In [1]:
from sklearn.datasets import load_boston

In [2]:
train_inputs, train_outputs = load_boston(return_X_y = True)

Loaded Boston housing data consisting of 506 samples. The input is a collection of thirteen home features (see https://scikit-learn.org/stable/datasets/index.html#boston-dataset for details), and the output is a home price (in thousands of dollars). 

In [3]:
train_inputs.shape

(506, 13)

In [4]:
train_outputs.shape

(506,)

In [5]:
from sklearn.preprocessing import StandardScaler

In [6]:
scaler = StandardScaler()

In [7]:
train_inputs = scaler.fit_transform(train_inputs)

In [8]:
train_inputs.mean(axis = 0)

array([-8.78743718e-17, -6.34319123e-16, -2.68291099e-15,  4.70199198e-16,
        2.49032240e-15, -1.14523016e-14, -1.40785495e-15,  9.21090169e-16,
        5.44140929e-16, -8.86861950e-16, -9.20563581e-15,  8.16310129e-15,
       -3.37016317e-16])

In [9]:
train_inputs.std(axis = 0)

array([1., 1., 1., 1., 1., 1., 1., 1., 1., 1., 1., 1., 1.])

Centered and scaled each of the input features using a sklearn.preprocessing.StandardScaler object.  

In [10]:
from sklearn.model_selection import train_test_split

In [11]:
train_inputs, test_inputs, train_outputs, test_outputs =\
train_test_split(train_inputs, train_outputs, test_size = .33)

In [12]:
train_inputs.shape

(339, 13)

In [13]:
test_inputs.shape

(167, 13)

Split the data into 339 training samples and 167 testing samples using the train_test_split helper function from sklearn.model_selection.

In [14]:
from sklearn.ensemble import GradientBoostingRegressor

In [15]:
model = GradientBoostingRegressor()

In [16]:
model.get_params()

{'alpha': 0.9,
 'ccp_alpha': 0.0,
 'criterion': 'friedman_mse',
 'init': None,
 'learning_rate': 0.1,
 'loss': 'ls',
 'max_depth': 3,
 'max_features': None,
 'max_leaf_nodes': None,
 'min_impurity_decrease': 0.0,
 'min_impurity_split': None,
 'min_samples_leaf': 1,
 'min_samples_split': 2,
 'min_weight_fraction_leaf': 0.0,
 'n_estimators': 100,
 'n_iter_no_change': None,
 'presort': 'deprecated',
 'random_state': None,
 'subsample': 1.0,
 'tol': 0.0001,
 'validation_fraction': 0.1,
 'verbose': 0,
 'warm_start': False}

In [17]:
model.fit(train_inputs,train_outputs)

GradientBoostingRegressor(alpha=0.9, ccp_alpha=0.0, criterion='friedman_mse',
                          init=None, learning_rate=0.1, loss='ls', max_depth=3,
                          max_features=None, max_leaf_nodes=None,
                          min_impurity_decrease=0.0, min_impurity_split=None,
                          min_samples_leaf=1, min_samples_split=2,
                          min_weight_fraction_leaf=0.0, n_estimators=100,
                          n_iter_no_change=None, presort='deprecated',
                          random_state=None, subsample=1.0, tol=0.0001,
                          validation_fraction=0.1, verbose=0, warm_start=False)

In [18]:
model.score(test_inputs, test_outputs)

0.9035869433464284

GradientBoostingRegressor develops an additive model in a greedy forward fashion.  At each stage, a regression tree is fit to the functional gradient of an arbitrary loss function evaluated at the current hypothesis function.

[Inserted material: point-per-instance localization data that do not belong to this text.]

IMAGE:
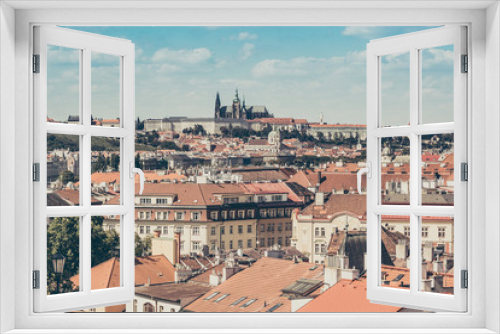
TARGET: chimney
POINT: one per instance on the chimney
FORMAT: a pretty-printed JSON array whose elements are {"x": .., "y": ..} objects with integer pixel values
[
  {"x": 437, "y": 266},
  {"x": 157, "y": 233},
  {"x": 320, "y": 199},
  {"x": 438, "y": 283},
  {"x": 214, "y": 278},
  {"x": 427, "y": 252},
  {"x": 177, "y": 252},
  {"x": 401, "y": 250}
]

The loss function is encoded in the 'loss' parameter, with the (non-robust) default loss = 'ls' giving the standard L^2 error.  The 'n_estimators' parameter controls the number of estimators in the sum, while the 'alpha' parameter serves as a regularization (shrinkage) hyperparameter. 

Trees are built in a greedy fashion according to the 'criterion' parameter, with tree size controlled by the 'max_depth' parameter.  Other parameters governing the tree structure include 'max_features', 'max_leaf_nodes', 'min_impurity_decrease', 'min_impurity_split', 'min_samples_leaf', 'min_samples_split', 'min_weight_fraction_leaf', all of which appear as parameters in the sklearn.tree.DecisionTreeRegressor class.

Early stopping criterion can also be specified via 'early_stopping', 'n_iter_no_change', 'validation_fraction', 'tol' parameters.

Note that the 'subsamples' parameter allows for stochastic gradient boosting.  The default, subsamples = 1.0, is ordinary gradient boosting.

Performance of the model is indicated by the .score() method, which returns the R^2 value of an (output, input) collection of data.